Roanoke Times Copyright (c) 1995, Landmark Communications, Inc. DATE: TUESDAY, May 4, 1993 TAG: 9305040047 SECTION: VIRGINIA PAGE: C1 EDITION: METRO SOURCE: Associated Press DATELINE: HAMPDEN-SYDNEY LENGTH: Medium
The college faculty will name the valedictorian at the end of the final exam period Wednesday.
Schiffer has a grade point average of 3.99 with only her senior honors thesis left to finish.
Scott Colley, college provost and dean of the faculty, declined to give the second-best grade point average, but he said that if Schiffer were a betting woman, "she should be getting her speech together."
Schiffer will be only the fifth woman to graduate from Hampden-Sydney in at least 35 years.
Hampden-Sydney, founded in 1776, and Wabash College in Indiana are the only two liberal arts colleges in the country that limit their regular enrollment to men.

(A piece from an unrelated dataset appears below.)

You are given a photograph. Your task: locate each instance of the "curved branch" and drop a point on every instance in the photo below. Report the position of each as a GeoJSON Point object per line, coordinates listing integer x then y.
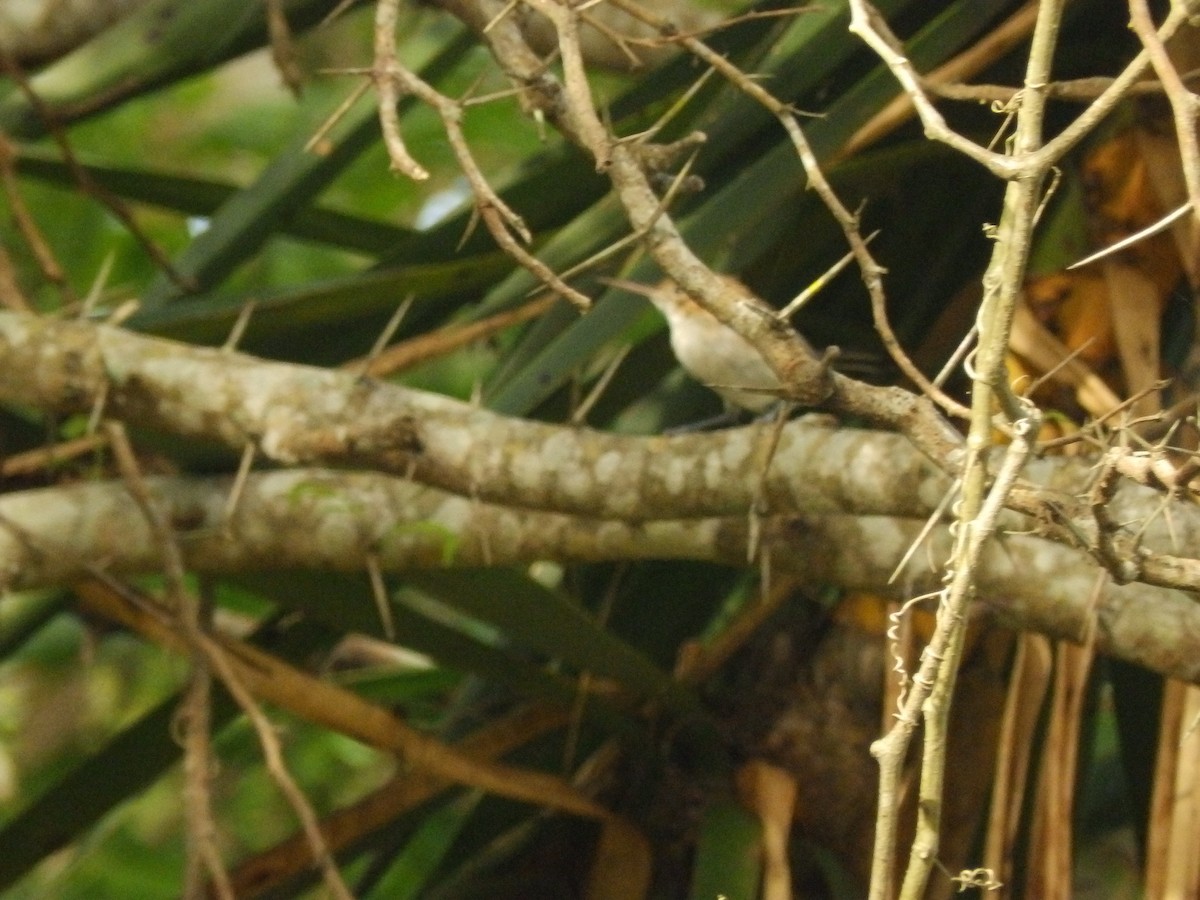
{"type": "Point", "coordinates": [321, 519]}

The other four women known to have graduated from Hampden-Sydney in the past three decades have been three professors' daughters and a college employee. Other women have studied at the college, but only women with a direct connection to the college may graduate.
Schiffer is the daughter of English Professor James Schiffer. Her mother, Susan, works in the college library.
Schiffer has some doubts about accepting the honor if it is offered.
"I've been in a bit of a mind-fog about whether I should accept," she said. ". . . I don't want to force myself on anybody, but I feel that I participated in the curriculum and worked very hard."
Asked if the college might confer the title of valedictorian on the man with the highest grade point average, Colley said Schiffer will not be passed over.
"She won it fair and square," he said. "I think she should take the honor. It is not an ambiguous matter in my mind."
Schiffer, a psychology major, had only one grade below an A at Hampden-Sydney - a B-plus in a biology lab.
Schiffer said she usually has felt comfortable at the men's college, particularly with other psychology majors, but she missed having female friends her own age.
"I've often felt a bit of an outsider, even though people have tried to make me feel comfortable," she said. "I'm now working in a restaurant with three other girls my age. It's like a whole new learning experience, listening to them."